AAPG/Datapages Discovery Series (CD-ROM) No. 1
ABSTRACT: Integrated Investigation of Fault-Controlled Hydrocarbon Migration, Ship Shoal 274 Field
By C. L. Decker, Texas A&M University, J. S. Watkins, Texas A&M University, R. R. Berg, Texas A&M University, T. A. Blasingame, Texas A&M University, R. Sassen, Texas A&M University, W. R. Bryant, Texas A&M University, C. Kulander, Texas A&M University, and L. Williams, Texas A&M University

Copyright © 2000 by The American Association of Petroleum Geologists
Originally presented at the 1998 Hedberg (AAPG) Research Conference at Galveston, TX
Book/CD-ROM Title: Integration of Geologic Models for Understanding Risk in the Gulf of Mexico (2000).
Edited by Robert Shoup, Joel Watkins, John Karlo, and Dave Hall

Ship Shoal 274 is a complexly faulted oil- and gas-producing field that serves as a natural laboratory for the study of fault-controlled hydrocarbon migration at regional to compartmental scales through analysis of geochemical, geophysical, geological and production data. Specific problems addressed in this study are how regional patterns of hydrocarbon migration relate to structural development of the field and the extent to which faults compartmentalize production.

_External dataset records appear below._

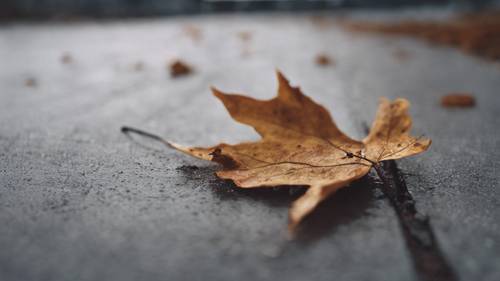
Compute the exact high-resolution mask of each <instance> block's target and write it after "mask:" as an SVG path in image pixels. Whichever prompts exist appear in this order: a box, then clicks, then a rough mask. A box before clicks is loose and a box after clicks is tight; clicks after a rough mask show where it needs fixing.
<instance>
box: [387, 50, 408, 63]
mask: <svg viewBox="0 0 500 281" xmlns="http://www.w3.org/2000/svg"><path fill="white" fill-rule="evenodd" d="M392 56H393V57H394V58H395V59H396V60H398V61H407V60H408V59H410V58H411V53H410V52H409V51H408V50H406V49H403V48H397V49H395V50H394V51H393V52H392Z"/></svg>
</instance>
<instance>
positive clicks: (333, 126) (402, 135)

Ship Shoal 274 and adjoining blocks lie in the Louisiana OCS, Gulf of Mexico; their geology is characterized by Plio-Pleistocene sediments crosscut by large- and small-displacement faults. Production occurs in both the footwall and the hanging wall of a large-displacement arcuate fault (A, see Figure 1) near its junction with a N-S trending fault (B). Small-displacement (50 ft. or less) faults in the footwall and hanging wall of the A fault form two sets, one that parallels the A fault and one that parallels the B fault; it is believed that these faults formed concurrently with faults A and B, respectively. Both A and B faults formed in response to salt movement and are salt cored at depth. Based on crosscutting relationships and paleontologic data, it appears that movement occurred first on fault A, while fault B and associated synthetics and antithetics were more recently active.

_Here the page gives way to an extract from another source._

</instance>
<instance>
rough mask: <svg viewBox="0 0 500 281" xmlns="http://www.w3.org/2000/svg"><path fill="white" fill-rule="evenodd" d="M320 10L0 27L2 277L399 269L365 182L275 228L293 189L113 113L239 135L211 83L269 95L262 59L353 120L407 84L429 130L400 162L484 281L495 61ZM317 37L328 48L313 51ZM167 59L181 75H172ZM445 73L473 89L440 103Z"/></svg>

Map patterns of whole-oil chemistry suggest that evolving routes of hydrocarbon migration tracked structural development of the field (Figure 1). Oil with a whole-oil chemistry consistent with that of a parent oil, along with associated gas, is found throughout the field, and in particular, appears to lie along trends bounded by small-displacement faults of the A family. Fractionated oils and condensates with an isotopic signature similar to that of the parent oil are found proximal to the B fault and along trends bounded by faults of the B family, along with late-stage gas with a distinct isotopic signature (possibly derived from a separate source). In particular, fractionated oils, condensates, and late-stage gas are localized along faults antithetic to B. This pattern of hydrocarbon geochemistry is explained by early migration of oil and gas up the A fault, perhaps during active deformation, followed by late-stage migration of gas up the B fault (and possibly the NW-SE trending section of the A fault), resulting in oil fractionation and remigration along associated small-displacement faults, as shown in Figure 2.

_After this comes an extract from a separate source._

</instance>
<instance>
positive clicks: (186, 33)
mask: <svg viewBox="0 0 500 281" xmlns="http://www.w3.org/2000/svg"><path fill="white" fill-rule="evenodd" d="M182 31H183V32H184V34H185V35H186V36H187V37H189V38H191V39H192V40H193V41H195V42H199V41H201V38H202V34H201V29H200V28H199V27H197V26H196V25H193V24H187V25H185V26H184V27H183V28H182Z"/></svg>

Hydrocarbon distribution patterns such as gas emplaced downdip from oil are consistent with this model for reservoir charge. Such patterns must be maintained by reservoir compartmentalization. For three sands, detailed maps of oil- and gas-charged compartments bounded by small-displacement faults were made from amplitude and edge-detection analysis of seismic data. One of these, of the G sand, is shown schematically in Figure 1. Size of fault-bound compartments was estimated from the maps, then compared to drainage areas modeled from production data for wells producing from these compartments. For thin discontinuous sands, predicted fault-bound compartment size closely matches drainage area. For thicker sands such as the G sand, predicted compartment size is much less than calculated drainage area for some wells (Figure 1). For these compartments, it is inferred that small-displacement faults are ineffective barriers to cross-fault migration of juxtaposed sands over production time scales. This model could be used to predict drainage areas for oil and gas compartments located by seismic attribute mapping that were not drilled into previously.

In summary, at a regional scale, evolving migration patterns tracked structural history, and recently active faults acted as the most likely conduit for hydrocarbon flow. Large and small faults formed a network of migration pathways, and vertical and horizontal migration within the field was controlled by effective directional permeability of faults and/or juxtaposition. Applications of this study to risk mitigation include

·prediction of previously untapped compartments,

·prediction of oil/gas type based on existing patterns, and

·prediction of effective compartment size from analysis of fault-seal effectiveness.

Figure 1. Schematic map of the G sand, Ship Shoal blocks 274 and 293. Large-displacement faults A and B and related small-displacement faults are shown in black. Three-dimensional patterns of oil geochemistry are projected onto the G sand and are shown in shades of gray (as indicated by the key). Large circles indicate calculated drainage area from G-sand production data for wells shown by small circles (the small white circle indicates a gas-producing well and the small black circle indicates an oil-producing well).

Figure 2. Schematic 3-D model of changing patterns of hydrocarbon migration, Ship Shoal 274 and vicinity. Faults A and B and associated synthetic and antithetic small-displacement faults are represented by curved surfaces. Above, black arrows indicate early migration of parent oil up faults of the A family. Below, black arrows indicate late migration of gas up faults of the B family and the NW-SE trending section of the A fault and its associated antithetics.